Nella disputa sul peso che le cosiddette fake news hanno esercitato in occasione delle ultime elezioni presidenziali in USA, e in particolare sulle responsabilità di Facebook, alla fine è sceso in campo anche Elad Gil. Noto imprenditore di San Francisco, già product manager di Google e vice president di Twitter, Gil non è certo uno alle prime armi, specie in materia di algoritmi e intelligenza artificiale applicata ai social media.

Intervenendo con un post il 18 novembre scorso, egli ha espresso chiaramente il suo punto di vista: il problema non sono gli algoritmi in sé, ma gli algoritmi di Facebook. I quali – ha detto Gil senza mezzi termini – «fanno schifo». Com’è noto la questione è che l’algoritmo di News Feed ha premiato spesso, in questi mesi, notizie clamorosamente false. È il caso dell’endorsment del Papa per Donald Trump, che ha ottenuto milioni di visualizzazioni. Alcuni osservatori hanno ipotizzato una relazione fra la cattiva qualità dell’informazione disponibile su Facebook e la vittoria dello stesso Trump.

In particolare l’atto di accusa lanciato da Mashable il 10 novembre scorso ha dato il la a una serie di recriminazioni dei media americani e stranieri nei confronti di Facebook e del presunto effetto nefasto dell’algoritmo di News Feed sui risultati del voto. L’articolo, firmato da Damon Beres, si intitola Facebook failed America this year — now it should kill the News Feed. La risposta di Mark Zuckerberg si trova in un post di Facebook del 13 novembre, mentre la controrisposta di Mashable, a firma di Karissa Bell, è dello stesso 13 novembre (Mark Zuckerberg still won’t admit that fake news on Facebook influenced the election).
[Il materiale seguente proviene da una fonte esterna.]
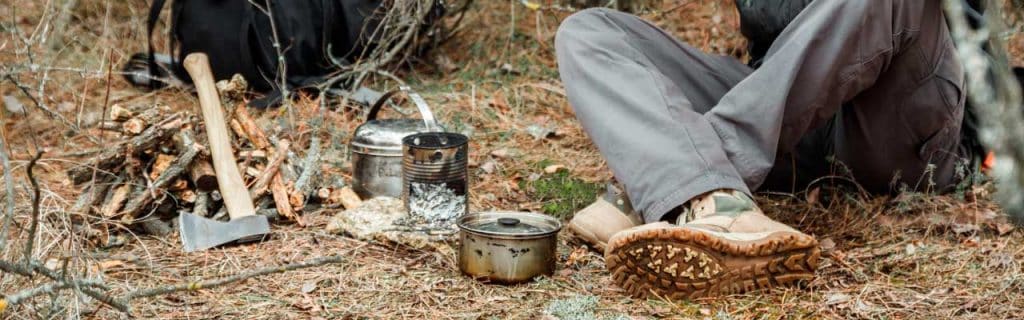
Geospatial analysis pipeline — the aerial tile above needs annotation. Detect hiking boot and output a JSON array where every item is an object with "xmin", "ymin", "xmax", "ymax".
[
  {"xmin": 568, "ymin": 184, "xmax": 643, "ymax": 251},
  {"xmin": 605, "ymin": 190, "xmax": 820, "ymax": 299}
]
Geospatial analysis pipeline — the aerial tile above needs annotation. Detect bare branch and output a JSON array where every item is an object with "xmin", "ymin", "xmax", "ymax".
[
  {"xmin": 21, "ymin": 151, "xmax": 44, "ymax": 265},
  {"xmin": 121, "ymin": 255, "xmax": 345, "ymax": 302},
  {"xmin": 0, "ymin": 122, "xmax": 15, "ymax": 251},
  {"xmin": 0, "ymin": 279, "xmax": 107, "ymax": 314}
]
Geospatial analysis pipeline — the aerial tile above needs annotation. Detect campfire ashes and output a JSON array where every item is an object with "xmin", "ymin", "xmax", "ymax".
[
  {"xmin": 401, "ymin": 182, "xmax": 466, "ymax": 229},
  {"xmin": 401, "ymin": 132, "xmax": 470, "ymax": 231}
]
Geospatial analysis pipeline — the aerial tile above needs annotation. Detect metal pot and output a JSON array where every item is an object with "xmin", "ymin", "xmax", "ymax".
[
  {"xmin": 351, "ymin": 86, "xmax": 441, "ymax": 199},
  {"xmin": 457, "ymin": 211, "xmax": 562, "ymax": 284}
]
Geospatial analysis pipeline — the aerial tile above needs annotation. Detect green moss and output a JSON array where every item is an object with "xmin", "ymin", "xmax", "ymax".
[{"xmin": 522, "ymin": 162, "xmax": 601, "ymax": 219}]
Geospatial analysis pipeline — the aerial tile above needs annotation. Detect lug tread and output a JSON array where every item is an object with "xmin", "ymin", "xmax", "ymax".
[{"xmin": 606, "ymin": 227, "xmax": 820, "ymax": 299}]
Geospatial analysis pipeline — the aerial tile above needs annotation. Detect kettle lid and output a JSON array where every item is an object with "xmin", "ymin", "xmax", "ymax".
[{"xmin": 352, "ymin": 119, "xmax": 430, "ymax": 154}]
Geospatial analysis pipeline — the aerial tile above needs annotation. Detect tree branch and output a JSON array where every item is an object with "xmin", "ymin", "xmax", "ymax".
[{"xmin": 120, "ymin": 255, "xmax": 345, "ymax": 302}]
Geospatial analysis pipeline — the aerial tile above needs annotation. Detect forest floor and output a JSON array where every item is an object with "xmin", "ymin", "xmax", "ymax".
[{"xmin": 2, "ymin": 0, "xmax": 1024, "ymax": 319}]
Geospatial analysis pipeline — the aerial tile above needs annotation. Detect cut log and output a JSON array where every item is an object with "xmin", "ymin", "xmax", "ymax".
[
  {"xmin": 101, "ymin": 184, "xmax": 132, "ymax": 217},
  {"xmin": 270, "ymin": 176, "xmax": 299, "ymax": 224},
  {"xmin": 67, "ymin": 115, "xmax": 184, "ymax": 185},
  {"xmin": 70, "ymin": 179, "xmax": 113, "ymax": 216},
  {"xmin": 193, "ymin": 191, "xmax": 211, "ymax": 217},
  {"xmin": 122, "ymin": 108, "xmax": 161, "ymax": 135},
  {"xmin": 189, "ymin": 158, "xmax": 218, "ymax": 191},
  {"xmin": 291, "ymin": 136, "xmax": 322, "ymax": 210},
  {"xmin": 109, "ymin": 103, "xmax": 134, "ymax": 121},
  {"xmin": 249, "ymin": 139, "xmax": 290, "ymax": 198},
  {"xmin": 119, "ymin": 129, "xmax": 200, "ymax": 220}
]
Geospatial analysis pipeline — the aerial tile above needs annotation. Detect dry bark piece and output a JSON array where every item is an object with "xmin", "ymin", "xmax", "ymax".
[
  {"xmin": 101, "ymin": 184, "xmax": 132, "ymax": 217},
  {"xmin": 244, "ymin": 166, "xmax": 262, "ymax": 178},
  {"xmin": 149, "ymin": 154, "xmax": 176, "ymax": 181},
  {"xmin": 250, "ymin": 139, "xmax": 290, "ymax": 199},
  {"xmin": 238, "ymin": 150, "xmax": 267, "ymax": 160},
  {"xmin": 193, "ymin": 191, "xmax": 211, "ymax": 217},
  {"xmin": 333, "ymin": 187, "xmax": 363, "ymax": 210},
  {"xmin": 140, "ymin": 218, "xmax": 173, "ymax": 236},
  {"xmin": 229, "ymin": 119, "xmax": 246, "ymax": 142},
  {"xmin": 177, "ymin": 189, "xmax": 197, "ymax": 203},
  {"xmin": 71, "ymin": 179, "xmax": 113, "ymax": 216},
  {"xmin": 168, "ymin": 178, "xmax": 189, "ymax": 192}
]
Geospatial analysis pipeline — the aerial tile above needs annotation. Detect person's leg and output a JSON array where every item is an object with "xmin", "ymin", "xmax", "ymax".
[
  {"xmin": 606, "ymin": 0, "xmax": 959, "ymax": 299},
  {"xmin": 706, "ymin": 0, "xmax": 964, "ymax": 191},
  {"xmin": 758, "ymin": 0, "xmax": 968, "ymax": 194},
  {"xmin": 555, "ymin": 8, "xmax": 753, "ymax": 223}
]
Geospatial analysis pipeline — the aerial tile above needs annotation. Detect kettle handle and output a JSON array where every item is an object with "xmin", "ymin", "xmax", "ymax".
[{"xmin": 366, "ymin": 86, "xmax": 440, "ymax": 131}]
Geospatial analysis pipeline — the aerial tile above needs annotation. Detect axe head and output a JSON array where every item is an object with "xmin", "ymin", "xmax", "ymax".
[{"xmin": 179, "ymin": 212, "xmax": 270, "ymax": 252}]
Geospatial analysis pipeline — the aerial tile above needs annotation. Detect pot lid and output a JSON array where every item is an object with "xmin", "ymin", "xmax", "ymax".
[
  {"xmin": 457, "ymin": 211, "xmax": 562, "ymax": 239},
  {"xmin": 351, "ymin": 119, "xmax": 431, "ymax": 152}
]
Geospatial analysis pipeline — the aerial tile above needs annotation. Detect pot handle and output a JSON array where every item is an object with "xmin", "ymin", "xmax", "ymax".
[{"xmin": 366, "ymin": 86, "xmax": 440, "ymax": 131}]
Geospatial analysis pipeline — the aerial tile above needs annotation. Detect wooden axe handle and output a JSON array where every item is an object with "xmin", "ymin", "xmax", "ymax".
[{"xmin": 183, "ymin": 53, "xmax": 256, "ymax": 220}]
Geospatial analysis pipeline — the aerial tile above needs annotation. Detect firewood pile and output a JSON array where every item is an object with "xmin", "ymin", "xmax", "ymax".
[{"xmin": 66, "ymin": 76, "xmax": 361, "ymax": 237}]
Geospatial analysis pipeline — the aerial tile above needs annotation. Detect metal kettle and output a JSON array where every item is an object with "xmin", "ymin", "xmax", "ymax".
[{"xmin": 350, "ymin": 86, "xmax": 441, "ymax": 199}]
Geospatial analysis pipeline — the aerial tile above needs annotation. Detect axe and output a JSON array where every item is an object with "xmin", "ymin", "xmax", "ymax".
[{"xmin": 178, "ymin": 53, "xmax": 270, "ymax": 252}]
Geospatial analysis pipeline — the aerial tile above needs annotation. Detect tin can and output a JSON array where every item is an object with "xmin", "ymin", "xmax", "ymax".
[{"xmin": 401, "ymin": 132, "xmax": 469, "ymax": 228}]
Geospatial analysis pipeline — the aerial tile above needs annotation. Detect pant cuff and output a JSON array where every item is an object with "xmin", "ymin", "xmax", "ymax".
[{"xmin": 642, "ymin": 173, "xmax": 750, "ymax": 223}]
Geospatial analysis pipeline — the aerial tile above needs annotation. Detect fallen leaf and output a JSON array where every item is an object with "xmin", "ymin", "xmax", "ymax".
[
  {"xmin": 301, "ymin": 281, "xmax": 318, "ymax": 294},
  {"xmin": 819, "ymin": 238, "xmax": 836, "ymax": 252},
  {"xmin": 480, "ymin": 160, "xmax": 497, "ymax": 174},
  {"xmin": 525, "ymin": 124, "xmax": 556, "ymax": 140},
  {"xmin": 952, "ymin": 223, "xmax": 980, "ymax": 235},
  {"xmin": 98, "ymin": 260, "xmax": 125, "ymax": 271},
  {"xmin": 806, "ymin": 187, "xmax": 820, "ymax": 205},
  {"xmin": 3, "ymin": 95, "xmax": 25, "ymax": 114},
  {"xmin": 904, "ymin": 243, "xmax": 917, "ymax": 255},
  {"xmin": 544, "ymin": 164, "xmax": 566, "ymax": 174},
  {"xmin": 490, "ymin": 148, "xmax": 510, "ymax": 159},
  {"xmin": 825, "ymin": 293, "xmax": 851, "ymax": 306},
  {"xmin": 996, "ymin": 222, "xmax": 1015, "ymax": 236},
  {"xmin": 557, "ymin": 268, "xmax": 574, "ymax": 278}
]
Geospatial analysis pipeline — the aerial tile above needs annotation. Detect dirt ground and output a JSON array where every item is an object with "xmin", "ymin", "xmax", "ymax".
[{"xmin": 3, "ymin": 0, "xmax": 1024, "ymax": 319}]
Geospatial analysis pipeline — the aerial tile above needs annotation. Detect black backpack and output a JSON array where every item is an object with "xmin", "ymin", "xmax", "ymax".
[{"xmin": 138, "ymin": 0, "xmax": 383, "ymax": 106}]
Una studiosa e mediattivista che si sta occupando molto dell’argomento è Zeynep Tufekci, sempre da seguire per i suoi interventi molto documentati e puntuali. Il 15 novembre il New York Times ha pubblicato un suo intervento riepilogativo sul tema: Mark Zuckerberg Is in Denial.

Ma torniamo a Gil. La sua visione è chiara: se Facebook non ha risolto il problema è perché, in realtà, non ha mai voluto affrontarlo. Quindi Zuckerberg non è sincero quando afferma che identificare la verità e smascherare le fake news per via algoritmica è una cosa complicata. Secondo Gil altre società, come Google o Twitter, fanno molto di più e con risultati concreti.

Del resto, osserva sempre l’imprenditore americano, a un gruppo di giovanissimi hacker sono bastate trentasei ore, nel corso di un hackathon a Princeton, per trovare una soluzione. Gil si riferisce a Anant Goel, Nabanita De, Qinglin Chen e Mark Craft, i quali hanno progettato il loro News Feed «authenticity checker», denominato FiB, sotto forma di estensione per Chrome. L’algoritmo realizzato dai quattro ragazzi sembra in grado di dividere con una certa sicurezza le notizie in due categorie: «verificate» e «non verificate». Il software genera un alert sia nella fase di consumo della notizia, sia ogni volta che un utente intende condividerla.